Lo sciopero, indetto dal sindacato UCU in risposta al tentativo di riforma del fondo pensionistico per i lavoratori universitari, è adesso diventato il più grande nella storia del settore accademico e il più duraturo e risoluto che il paese abbia visto negli ultimi anni.

Mentre lo sciopero entrava nella sua quarta settimana, la sera di lunedì è arrivata la notizia che i negoziati condotti a livello nazionale tra sindacato e datori di lavoro nel settore universitarie avevano prodotto una prima bozza di accordo. Quando i dettagli dell’accordo sono stati pubblicati è però rapidamente emerso che i lavoratori avrebbero dovuto accettare un aumento dei contributi pensionistici e una sostanziosa diminuzione delle erogazioni. In più, il testo prevedeva che gli scioperanti si impegnassero a riprogrammare le lezioni perse durante lo sciopero – offrendo, in pratica, lavoro gratuito per compensare le ore perse nelle settimane precedenti.

Nelle ore successive alla pubblicazione del testo dell’accordo, centinaia di scioperanti hanno cominciato a esprimere il loro dissenso sui social media e a spingere perché l’accordo venisse rifiutato.

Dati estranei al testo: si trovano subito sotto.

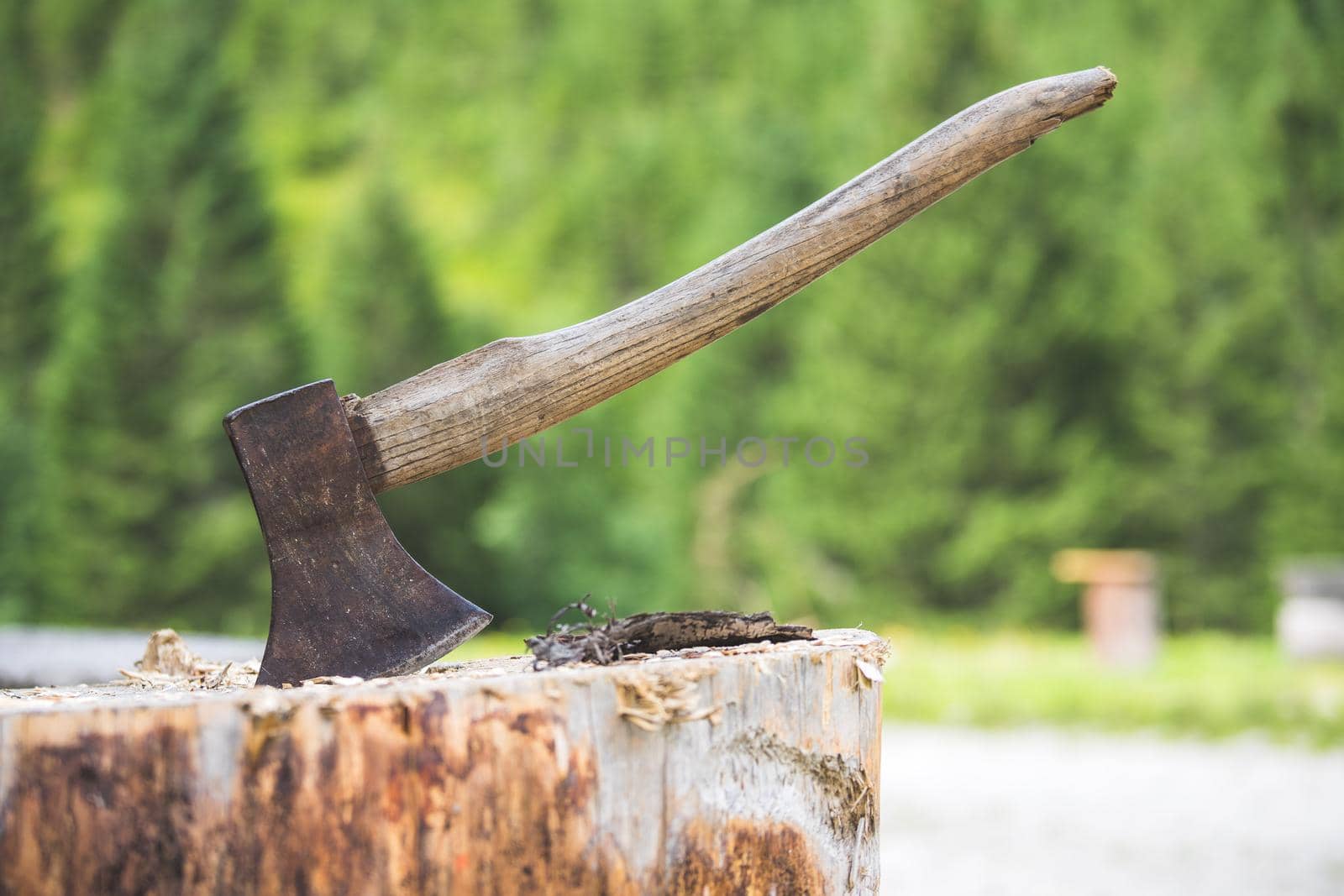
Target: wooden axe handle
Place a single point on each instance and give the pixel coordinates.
(517, 387)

Su twitter, l’hashtag #nocapitulation è diventato rapidamente tra i più utilizzati nel paese. La rabbia degli scioperanti – che venivano da più di dieci giorni di picchetti e manifestazioni spesso nel freddo e nella neve – era in parte diretta verso la dirigenza del sindacato, accusata di voler svendere lo sforzo dei membri, accettando condizioni peggiori di quelle attuali.

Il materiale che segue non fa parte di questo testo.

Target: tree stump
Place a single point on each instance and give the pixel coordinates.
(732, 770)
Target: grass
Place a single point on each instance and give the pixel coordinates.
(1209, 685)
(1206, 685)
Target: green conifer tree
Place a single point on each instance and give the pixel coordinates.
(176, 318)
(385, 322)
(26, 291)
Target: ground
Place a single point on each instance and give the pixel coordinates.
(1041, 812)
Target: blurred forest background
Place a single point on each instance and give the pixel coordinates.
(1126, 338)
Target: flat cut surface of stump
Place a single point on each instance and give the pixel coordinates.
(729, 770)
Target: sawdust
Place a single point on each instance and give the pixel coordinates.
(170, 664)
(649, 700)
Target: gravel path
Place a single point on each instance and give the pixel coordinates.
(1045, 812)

Nella mattina di martedì, decine di sezioni del sindacato in tutto il paese hanno organizzato delle riunioni di emergenza di tutti i membri per discutere della proposta di accordo e votare delle mozioni chiedendone il rifiuto. Nel giro di poche ore, più di cinquanta sezioni locali avevano votato contro l’accordo, approvando la mozione a stragrande maggioranza e spesso addirittura all’unanimità. Alle 11, in una riunione indetta a Londra dalla dirigenza nazionale con i delegati di tutte le sezioni locali, un rappresentante dopo l’altro ha messo in chiaro che questo accordo non era quello per cui i membri avevano lottato nelle settimane precedenti e che si sarebbe dovuto tornare al tavolo delle trattative. Mentre fuori dalla sede del sindacato si riunivano centinaia di persone che chiedevano di rifiutare la capitolazione, il comitato centrale di UCU ha finalmente riconosciuto la posizione espressa democraticamente dalla base e ha annunciato il rifiuto dell’accordo e la continuazione dello sciopero e dei negoziati.

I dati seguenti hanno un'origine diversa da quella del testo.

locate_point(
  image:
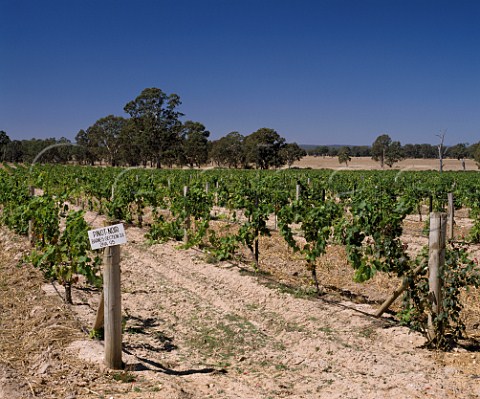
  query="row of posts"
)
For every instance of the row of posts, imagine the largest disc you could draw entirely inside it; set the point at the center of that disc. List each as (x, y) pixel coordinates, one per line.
(109, 313)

La prima fase dello sciopero si concluderà venerdì 16 marzo e ora sono in corso discussioni su come intensificare ulteriormente l’azione. La cosa più probabile è l’annuncio di una nuova ondata di scioperi dopo Pasqua, in occasione del periodo degli esami. Nel frattempo continuano le azioni in sostegno degli scioperanti portate avanti dal movimento studentesco. In 17 università sono in corso delle occupazioni, attraverso cui gli studenti vogliono esercitare ulteriore pressione sulle autorità accademiche e allargare l’azione per mettere in discussione l’intero sistema mercificato che sta alla base dell’università britannica e rivendicare un’università libera e gratuita per tutti.